Importantly, for any new company to perform clinical research they must first obtain an IND from the FDA. This is the license it allows for controlled human testing to proceed (done by GCP, good clinical practice standards). The FDA’s chief concern is safety of human subjects for which they will evaluate carefully especially concerning:
- CMC – The manufactured product must meet certain specifications to show it is safe. We will discuss CMC more in future blogs.
- Clinical plan – The initial protocol for the initial clinical trial is included in the IND submission. It must include the following design features (please see CFR21 sec 312.23 for a more complete description) so examine the protocol generally for the following information:
- Purpose statement of the study
- Inclusion and exclusion criteria
- Inclusion criteria should carefully define the population in whom efficacy and safety of the medicine for the desired indication will be tested.

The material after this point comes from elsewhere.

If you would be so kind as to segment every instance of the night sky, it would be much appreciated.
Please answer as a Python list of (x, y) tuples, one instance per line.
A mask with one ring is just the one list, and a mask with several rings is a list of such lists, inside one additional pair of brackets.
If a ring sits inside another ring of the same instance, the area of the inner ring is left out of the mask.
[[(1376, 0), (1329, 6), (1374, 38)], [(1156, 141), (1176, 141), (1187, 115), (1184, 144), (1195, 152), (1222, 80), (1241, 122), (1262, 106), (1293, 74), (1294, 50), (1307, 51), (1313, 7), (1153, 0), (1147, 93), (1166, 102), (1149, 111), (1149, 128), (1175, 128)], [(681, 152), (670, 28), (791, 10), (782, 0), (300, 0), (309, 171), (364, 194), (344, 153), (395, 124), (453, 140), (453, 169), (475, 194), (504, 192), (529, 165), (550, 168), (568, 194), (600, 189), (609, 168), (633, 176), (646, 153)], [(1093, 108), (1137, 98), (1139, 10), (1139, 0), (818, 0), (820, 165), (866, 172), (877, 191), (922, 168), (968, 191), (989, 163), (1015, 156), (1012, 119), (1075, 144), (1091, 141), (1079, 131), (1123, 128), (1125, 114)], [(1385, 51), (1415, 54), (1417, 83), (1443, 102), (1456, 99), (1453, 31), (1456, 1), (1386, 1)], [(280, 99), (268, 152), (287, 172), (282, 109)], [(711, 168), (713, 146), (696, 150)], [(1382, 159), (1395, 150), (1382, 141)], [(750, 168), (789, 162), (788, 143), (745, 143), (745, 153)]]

- Exclusion criteria should remove subjects from consideration who would diminish the validity of the trial results or for whom the study would be unsafe. Be careful though, if possible, not to have so many exclusions that recruiting becomes problematic and increases costs in time and money.
- Design – This section includes the type of control group to be used, if any, and a description of methods used to minimize bias on the part of subjects, investigators, and analysts.

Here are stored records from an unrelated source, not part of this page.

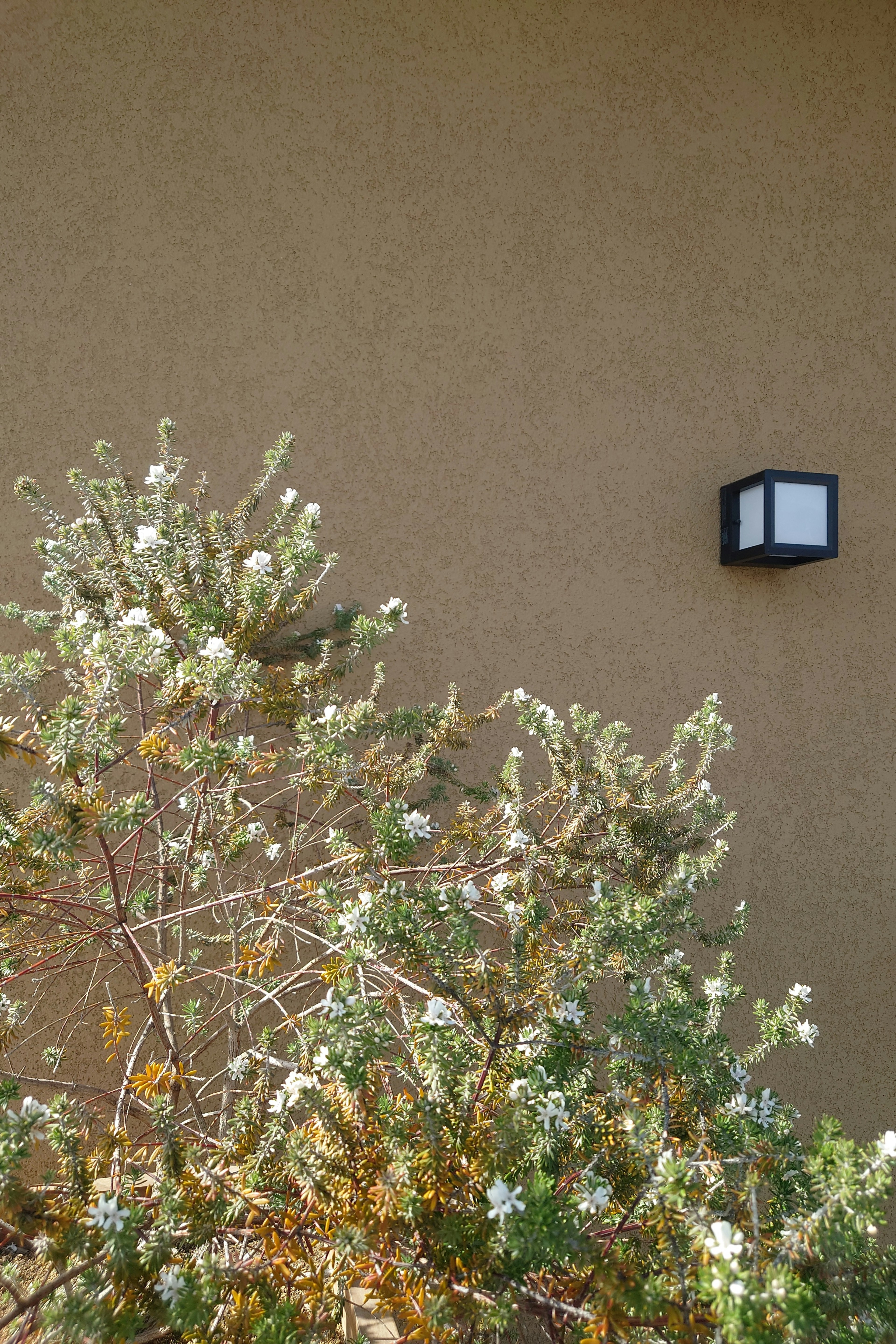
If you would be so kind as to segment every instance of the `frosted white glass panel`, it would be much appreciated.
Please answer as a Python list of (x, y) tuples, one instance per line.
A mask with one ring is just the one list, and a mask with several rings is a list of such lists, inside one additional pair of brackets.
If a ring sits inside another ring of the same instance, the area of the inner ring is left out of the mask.
[(827, 546), (826, 485), (775, 481), (775, 542), (785, 546)]
[(740, 492), (742, 551), (746, 551), (748, 546), (762, 546), (764, 540), (764, 496), (766, 488), (762, 481), (759, 481), (759, 485), (751, 485), (748, 489)]

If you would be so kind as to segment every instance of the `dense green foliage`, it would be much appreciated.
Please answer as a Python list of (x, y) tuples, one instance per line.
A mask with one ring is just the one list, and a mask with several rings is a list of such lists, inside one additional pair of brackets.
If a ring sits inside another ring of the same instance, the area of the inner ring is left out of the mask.
[[(0, 659), (0, 750), (34, 766), (0, 798), (0, 1218), (44, 1286), (7, 1259), (0, 1320), (289, 1344), (363, 1286), (424, 1341), (896, 1337), (896, 1134), (805, 1146), (751, 1090), (814, 1044), (809, 986), (755, 1005), (751, 1051), (723, 1032), (748, 909), (697, 910), (733, 821), (716, 696), (646, 763), (523, 689), (386, 708), (377, 667), (352, 694), (407, 613), (312, 621), (336, 558), (296, 489), (251, 531), (289, 435), (220, 513), (179, 499), (172, 434), (142, 493), (97, 445), (73, 523), (17, 485), (55, 606), (5, 614), (56, 656)], [(463, 784), (498, 714), (521, 746)], [(95, 1074), (12, 1105), (73, 1038)]]

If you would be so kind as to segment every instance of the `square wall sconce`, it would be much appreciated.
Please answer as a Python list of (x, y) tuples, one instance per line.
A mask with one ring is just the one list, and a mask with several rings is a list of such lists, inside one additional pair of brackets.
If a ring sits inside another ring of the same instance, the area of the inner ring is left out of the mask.
[(837, 477), (755, 472), (721, 487), (723, 564), (789, 570), (837, 555)]

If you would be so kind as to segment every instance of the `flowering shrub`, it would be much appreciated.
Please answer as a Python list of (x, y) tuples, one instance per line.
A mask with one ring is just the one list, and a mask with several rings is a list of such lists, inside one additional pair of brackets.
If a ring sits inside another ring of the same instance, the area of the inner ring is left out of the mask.
[[(289, 1344), (361, 1286), (423, 1341), (892, 1337), (896, 1133), (805, 1146), (751, 1086), (814, 1046), (807, 985), (746, 1052), (723, 1034), (748, 907), (696, 909), (733, 820), (716, 696), (646, 763), (524, 689), (390, 710), (377, 667), (352, 694), (407, 612), (314, 624), (320, 509), (287, 488), (255, 523), (289, 435), (222, 513), (159, 434), (142, 492), (97, 445), (74, 521), (17, 482), (55, 605), (5, 614), (58, 653), (0, 659), (0, 751), (35, 767), (0, 800), (0, 1218), (43, 1266), (4, 1274), (0, 1327)], [(465, 784), (501, 711), (521, 745)], [(75, 1032), (99, 1081), (16, 1103)]]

- Dose justification – This section provides the rationale for determining the administered dose(s), the planned maximum dosage, and the duration of individual patient exposure to the investigative product. Justification should be derived generally from the GLP toxicology study primarily, as well as from preclinical studies for efficacy, safety and PK. Dose justification will have been included in the IND document.
- Clinical measures – This is a description of the observations and measurements to fulfill the goals of the study. Carefully consider the following measures:
- Primary efficacy variable – This should be a common and well accepted clinical measure of the targeted disease. Further the FDA should have approved the use of this variable and clinical its measures in the IND. Likewise the method of measure should be well accepted by the clinical community and the FDA as a relevant measure of the status and changes in the targeted disease.
- Additional tests – The protocol should include a description of additional clinical procedures, laboratory tests, or other measures used to monitor the potential effects of the drug in human subjects and to minimize risk. These tests should especially include safety measures that might be anticipated based on preclinical studies including GLP toxicology, CMC issues and potential adverse events based on prior research, clinical reports or the mechanism of action of the medicine.
- Sample size – For an initial study, which would be Phase I or II, the number of subjects based on the study medicine in ophthalmology is typically between 40 and 200. In these early studies the sample size is often not statistically powered. Regardless, the sample size should be justified to the FDA that it will show initial safety, possibly a clinical effect while not over-exposing unnecessarily too many subjects to an experimental medicine.